Thursday, September 22, 2016
Galleria Exhibit Hall
James Matthias, MPH1, Patty Dwiggins, RNC, BSN2, Yolanda Totten, BS, MT (AAB)3, Carina Blackmore, M.S. Vet. Med., Ph.D., Dipl. ACVPM, CPM4 and Craig Wilson, FCCM, DIS4, 1Division of STD Prevention, CDC, Tallahassee, FL, 2Florida Department of Health in Escambia County, FL, 3Florida Department of Health, Bureau of Public Health Laboratories in Jacksonville, FL, 4Florida Department of Health, FL

Background: In December 2014, the U.S. Food and Drug Administration granted the first-ever Clinical Laboratory Improvement Amendments waiver for a rapid treponemal syphilis screening test, Syphilis Health CheckTM (SHCTM). We evaluated the performance of SHCTM in comparison to treponemal and non-treponemal tests routinely used in an STD clinic.  

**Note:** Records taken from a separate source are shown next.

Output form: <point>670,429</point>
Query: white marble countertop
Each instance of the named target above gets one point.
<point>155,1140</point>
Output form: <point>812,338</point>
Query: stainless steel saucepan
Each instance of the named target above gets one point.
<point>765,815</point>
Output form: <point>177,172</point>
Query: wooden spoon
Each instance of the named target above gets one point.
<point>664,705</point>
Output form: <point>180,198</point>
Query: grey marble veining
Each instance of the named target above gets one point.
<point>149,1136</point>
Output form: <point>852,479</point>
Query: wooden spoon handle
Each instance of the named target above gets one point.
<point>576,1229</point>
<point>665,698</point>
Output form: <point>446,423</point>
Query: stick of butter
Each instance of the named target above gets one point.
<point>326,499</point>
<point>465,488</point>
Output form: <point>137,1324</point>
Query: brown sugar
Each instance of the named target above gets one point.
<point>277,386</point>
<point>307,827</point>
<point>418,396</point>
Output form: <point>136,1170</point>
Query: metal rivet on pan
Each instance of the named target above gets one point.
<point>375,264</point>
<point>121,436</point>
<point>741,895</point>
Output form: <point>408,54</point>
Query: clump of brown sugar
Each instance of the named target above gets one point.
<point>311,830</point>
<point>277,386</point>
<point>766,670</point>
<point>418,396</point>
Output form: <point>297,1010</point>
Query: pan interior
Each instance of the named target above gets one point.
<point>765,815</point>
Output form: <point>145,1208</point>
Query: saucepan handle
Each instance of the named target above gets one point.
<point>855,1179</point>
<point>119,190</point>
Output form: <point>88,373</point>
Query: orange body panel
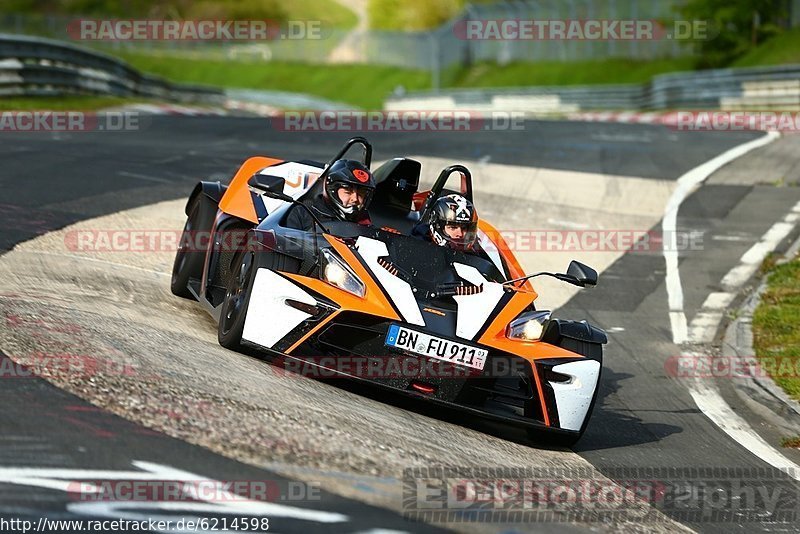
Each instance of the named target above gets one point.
<point>237,200</point>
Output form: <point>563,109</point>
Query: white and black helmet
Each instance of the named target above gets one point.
<point>454,210</point>
<point>352,174</point>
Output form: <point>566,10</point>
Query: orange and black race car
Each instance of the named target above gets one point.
<point>376,303</point>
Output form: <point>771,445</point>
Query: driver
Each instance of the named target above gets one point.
<point>453,223</point>
<point>345,196</point>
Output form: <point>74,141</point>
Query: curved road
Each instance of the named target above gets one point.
<point>645,418</point>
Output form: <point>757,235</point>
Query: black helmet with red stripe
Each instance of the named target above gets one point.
<point>358,184</point>
<point>454,222</point>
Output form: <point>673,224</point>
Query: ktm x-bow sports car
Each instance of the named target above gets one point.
<point>375,303</point>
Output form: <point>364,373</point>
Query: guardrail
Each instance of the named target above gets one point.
<point>756,88</point>
<point>32,66</point>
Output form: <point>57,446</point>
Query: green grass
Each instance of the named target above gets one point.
<point>782,49</point>
<point>363,86</point>
<point>776,327</point>
<point>367,86</point>
<point>64,103</point>
<point>608,71</point>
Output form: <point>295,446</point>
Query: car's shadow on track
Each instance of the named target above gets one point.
<point>613,426</point>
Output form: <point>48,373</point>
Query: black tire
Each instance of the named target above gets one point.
<point>237,298</point>
<point>188,260</point>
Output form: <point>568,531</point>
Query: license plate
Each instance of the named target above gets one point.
<point>436,347</point>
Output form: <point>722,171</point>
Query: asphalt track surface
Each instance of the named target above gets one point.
<point>644,418</point>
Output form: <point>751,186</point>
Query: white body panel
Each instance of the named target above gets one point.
<point>299,177</point>
<point>574,397</point>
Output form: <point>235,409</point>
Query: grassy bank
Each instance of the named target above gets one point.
<point>776,334</point>
<point>364,86</point>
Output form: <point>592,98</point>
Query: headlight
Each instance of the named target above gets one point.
<point>528,326</point>
<point>336,272</point>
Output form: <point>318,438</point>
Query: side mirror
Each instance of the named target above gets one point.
<point>585,275</point>
<point>271,186</point>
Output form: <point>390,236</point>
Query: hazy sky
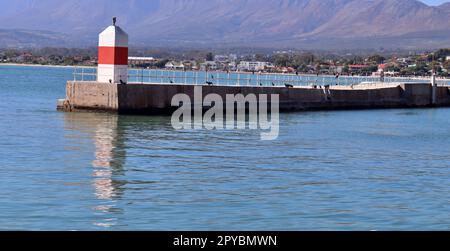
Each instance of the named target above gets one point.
<point>435,2</point>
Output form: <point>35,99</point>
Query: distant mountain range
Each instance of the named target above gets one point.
<point>269,23</point>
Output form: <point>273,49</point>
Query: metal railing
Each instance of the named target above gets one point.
<point>245,78</point>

Methods: Patients seeking STD testing at the Florida Department of Health in Escambia County from 3/11/2016 through 4/21/2016 were tested for syphilis using the SHCTM on finger-stick specimens; a venous blood sample was drawn concurrently and submitted for treponemal (EIA) and non-treponemal testing (RPR) at the state public health laboratory. The SHCTM result was compared to the results of routine syphilis testing at the state laboratory. 

Results: The SHCTM was used to screen 202 patients for syphilis. Of these, 171 (85%) were non-reactive on all syphilis tests (SHCTM, EIA, RPR), 26 (13%) had a reactive SHCTM, and 5 (2%) had a non-reactive SHCTM but had one or more reactive tests at the state laboratory. Among the 26 reactive SHCTM, 10 (38%) had a reactive EIA (5 with a reactive RPR), and 16 (62%) were not confirmed by EIA or RPR at the state laboratory. Among the 5 specimens that were SHCTM non-reactive, only 1 was both RPR (1:8) and EIA reactive; it came from a patient with primary syphilis.

Conclusions: The high proportion of reactive SHCTM tests not confirmed by reference treponemal testing suggests that reactive SHCTM results should be interpreted with caution. Although only one false negative SHCTM test result was identified, it is notable that the specimen was from a primary syphilis case-patient. Further evaluation is needed to determine if SHCTM may be beneficial in identifying patients requiring follow-up syphilis testing, especially when phlebotomy is unavailable.